With fixed principles, however, comes fluid functioning, which brings in reasonable expectations. Democracy’s watchwords, Müller writes, are “liberty, equality, uncertainty”, adds Edmund Fawcett, the author of ‘Conservatism: The Fight for a Tradition’. Democracy brings disagreement, dissent and, at the limit, disobedience. It is complex and messy — too much for populists, who cannot cope with real democracy. They want an us-or-them argument, an unchanging, uniform “people’s will”, and winner-take-all solutions, he writes for the Financial Times:

Müller sees the virtues of direct democracy but accepts that the representative kind, where voters send politicians in effect govern for them, is needed in complex societies with a high division of labour. Government in representative democracy must be open, responsive and callable to account, but not so intently or continually that it cannot function. In between government and citizen, accordingly, is needed “a critical infrastructure” of parties and media that criticises and mediates. How these vital organs are failing forms the core of the book.

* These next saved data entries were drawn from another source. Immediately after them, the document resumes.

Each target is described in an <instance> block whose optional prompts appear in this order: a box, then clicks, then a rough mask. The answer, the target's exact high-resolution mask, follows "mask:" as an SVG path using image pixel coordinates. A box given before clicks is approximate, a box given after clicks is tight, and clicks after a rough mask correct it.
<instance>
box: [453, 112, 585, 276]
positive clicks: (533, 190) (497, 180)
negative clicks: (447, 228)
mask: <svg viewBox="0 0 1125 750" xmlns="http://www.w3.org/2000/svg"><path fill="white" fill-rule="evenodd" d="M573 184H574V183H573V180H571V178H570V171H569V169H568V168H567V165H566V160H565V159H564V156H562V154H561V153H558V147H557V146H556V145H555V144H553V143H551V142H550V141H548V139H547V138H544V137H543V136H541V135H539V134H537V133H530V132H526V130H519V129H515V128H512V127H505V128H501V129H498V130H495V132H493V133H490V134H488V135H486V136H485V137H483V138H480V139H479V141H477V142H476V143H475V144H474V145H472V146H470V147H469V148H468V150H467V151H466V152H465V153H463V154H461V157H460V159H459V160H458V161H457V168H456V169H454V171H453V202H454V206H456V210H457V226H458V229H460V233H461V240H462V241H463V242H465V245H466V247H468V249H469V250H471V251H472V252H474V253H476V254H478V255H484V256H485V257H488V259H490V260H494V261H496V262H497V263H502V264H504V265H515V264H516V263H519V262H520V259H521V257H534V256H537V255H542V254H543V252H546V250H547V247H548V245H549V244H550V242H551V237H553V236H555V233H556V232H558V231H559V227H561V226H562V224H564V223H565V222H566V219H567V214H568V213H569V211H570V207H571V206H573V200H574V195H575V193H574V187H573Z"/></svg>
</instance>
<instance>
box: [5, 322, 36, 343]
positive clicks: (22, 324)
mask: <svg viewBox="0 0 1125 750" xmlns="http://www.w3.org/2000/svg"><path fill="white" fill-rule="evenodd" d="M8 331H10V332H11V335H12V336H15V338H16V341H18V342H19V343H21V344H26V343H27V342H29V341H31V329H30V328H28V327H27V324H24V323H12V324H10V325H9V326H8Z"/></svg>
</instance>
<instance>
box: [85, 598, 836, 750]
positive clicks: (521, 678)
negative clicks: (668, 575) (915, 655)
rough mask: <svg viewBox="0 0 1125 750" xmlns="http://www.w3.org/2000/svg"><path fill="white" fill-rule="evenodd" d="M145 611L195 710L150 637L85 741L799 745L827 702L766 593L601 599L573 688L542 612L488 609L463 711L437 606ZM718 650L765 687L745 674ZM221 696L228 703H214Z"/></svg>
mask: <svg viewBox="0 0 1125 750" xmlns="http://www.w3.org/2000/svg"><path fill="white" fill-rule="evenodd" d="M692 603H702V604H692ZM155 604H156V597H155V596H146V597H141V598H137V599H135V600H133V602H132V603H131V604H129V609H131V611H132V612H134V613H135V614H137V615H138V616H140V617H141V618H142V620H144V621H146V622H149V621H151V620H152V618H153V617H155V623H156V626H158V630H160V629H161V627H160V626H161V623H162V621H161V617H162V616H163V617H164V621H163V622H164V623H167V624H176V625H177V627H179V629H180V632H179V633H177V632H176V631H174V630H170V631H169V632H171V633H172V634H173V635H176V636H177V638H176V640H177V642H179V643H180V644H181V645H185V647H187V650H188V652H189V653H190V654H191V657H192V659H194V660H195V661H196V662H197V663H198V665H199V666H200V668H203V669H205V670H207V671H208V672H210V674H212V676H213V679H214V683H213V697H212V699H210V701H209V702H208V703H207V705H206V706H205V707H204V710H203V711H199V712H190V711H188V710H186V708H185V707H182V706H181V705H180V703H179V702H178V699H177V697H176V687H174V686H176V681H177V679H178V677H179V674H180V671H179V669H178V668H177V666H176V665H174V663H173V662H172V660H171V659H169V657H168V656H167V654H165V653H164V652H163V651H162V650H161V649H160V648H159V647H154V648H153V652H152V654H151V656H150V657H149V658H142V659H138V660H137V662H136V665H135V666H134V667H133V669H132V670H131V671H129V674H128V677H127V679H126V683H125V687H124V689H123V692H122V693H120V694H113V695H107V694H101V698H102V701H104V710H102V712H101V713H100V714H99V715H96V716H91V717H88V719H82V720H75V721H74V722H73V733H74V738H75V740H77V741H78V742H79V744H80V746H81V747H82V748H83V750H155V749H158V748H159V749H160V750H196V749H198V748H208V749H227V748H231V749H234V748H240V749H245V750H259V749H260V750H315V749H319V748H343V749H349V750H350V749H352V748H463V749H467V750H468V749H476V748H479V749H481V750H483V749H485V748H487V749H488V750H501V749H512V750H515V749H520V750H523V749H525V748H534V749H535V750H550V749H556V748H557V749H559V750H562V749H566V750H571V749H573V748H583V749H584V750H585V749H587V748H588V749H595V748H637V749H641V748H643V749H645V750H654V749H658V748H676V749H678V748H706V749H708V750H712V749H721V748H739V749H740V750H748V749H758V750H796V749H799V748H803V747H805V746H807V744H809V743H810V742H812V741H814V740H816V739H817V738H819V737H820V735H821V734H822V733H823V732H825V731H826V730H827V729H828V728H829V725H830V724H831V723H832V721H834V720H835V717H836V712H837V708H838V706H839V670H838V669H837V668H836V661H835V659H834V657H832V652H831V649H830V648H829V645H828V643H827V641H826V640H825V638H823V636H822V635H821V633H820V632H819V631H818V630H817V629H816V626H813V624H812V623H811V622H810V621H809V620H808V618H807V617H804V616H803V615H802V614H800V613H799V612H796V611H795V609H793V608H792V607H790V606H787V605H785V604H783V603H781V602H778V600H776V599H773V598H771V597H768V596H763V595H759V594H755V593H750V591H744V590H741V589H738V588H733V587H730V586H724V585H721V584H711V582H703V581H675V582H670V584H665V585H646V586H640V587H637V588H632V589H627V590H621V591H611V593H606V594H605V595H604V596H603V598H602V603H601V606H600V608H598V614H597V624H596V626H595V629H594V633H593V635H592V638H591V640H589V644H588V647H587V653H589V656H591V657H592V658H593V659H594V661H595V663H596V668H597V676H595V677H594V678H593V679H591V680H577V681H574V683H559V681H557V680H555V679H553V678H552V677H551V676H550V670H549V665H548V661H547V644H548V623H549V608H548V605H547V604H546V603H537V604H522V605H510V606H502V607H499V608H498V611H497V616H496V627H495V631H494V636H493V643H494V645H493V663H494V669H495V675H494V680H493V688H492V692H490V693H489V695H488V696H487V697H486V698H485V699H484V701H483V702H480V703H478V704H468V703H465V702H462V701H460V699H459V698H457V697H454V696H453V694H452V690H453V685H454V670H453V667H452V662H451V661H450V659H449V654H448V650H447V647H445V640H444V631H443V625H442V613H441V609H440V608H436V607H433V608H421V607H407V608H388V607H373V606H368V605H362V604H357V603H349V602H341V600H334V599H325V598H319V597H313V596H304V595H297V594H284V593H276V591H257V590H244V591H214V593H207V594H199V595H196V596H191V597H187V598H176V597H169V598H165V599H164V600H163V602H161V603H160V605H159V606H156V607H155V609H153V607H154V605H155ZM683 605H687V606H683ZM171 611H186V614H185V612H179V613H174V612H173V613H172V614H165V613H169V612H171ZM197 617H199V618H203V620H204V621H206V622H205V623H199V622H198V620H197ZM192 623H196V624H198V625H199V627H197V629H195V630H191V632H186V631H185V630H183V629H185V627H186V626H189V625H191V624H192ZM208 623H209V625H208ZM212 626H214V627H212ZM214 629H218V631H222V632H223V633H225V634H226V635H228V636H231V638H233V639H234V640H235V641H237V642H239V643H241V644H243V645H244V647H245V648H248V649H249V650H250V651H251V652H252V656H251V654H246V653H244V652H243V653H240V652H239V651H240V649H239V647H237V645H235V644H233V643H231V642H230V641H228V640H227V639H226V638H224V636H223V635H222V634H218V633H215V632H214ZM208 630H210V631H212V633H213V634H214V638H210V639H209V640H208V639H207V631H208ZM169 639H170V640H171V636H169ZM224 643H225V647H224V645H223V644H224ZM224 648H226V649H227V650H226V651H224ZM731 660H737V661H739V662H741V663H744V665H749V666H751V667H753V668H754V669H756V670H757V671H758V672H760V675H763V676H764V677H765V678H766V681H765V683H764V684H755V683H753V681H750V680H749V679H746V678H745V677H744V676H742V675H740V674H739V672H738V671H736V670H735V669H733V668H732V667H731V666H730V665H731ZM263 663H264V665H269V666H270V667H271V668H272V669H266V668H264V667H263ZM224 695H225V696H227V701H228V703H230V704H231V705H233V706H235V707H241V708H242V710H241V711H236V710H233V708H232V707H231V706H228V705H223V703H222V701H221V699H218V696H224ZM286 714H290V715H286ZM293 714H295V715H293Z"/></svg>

How do we re-invigorate institutions essential for the success of democracy such as political parties and free media?  How do we ensure the future dynamism and creativity of democracies? These are some of the urgent questions addressed in a CEU Democracy Institute discussion of Democracy Rules with the author and analysts Gráinne de Búrca, Jeffrey C. Isaac, Jan Kubik, Zsolt Enyedi and [contributor to the NED’s Journal of Democracy] Karolina Wigura.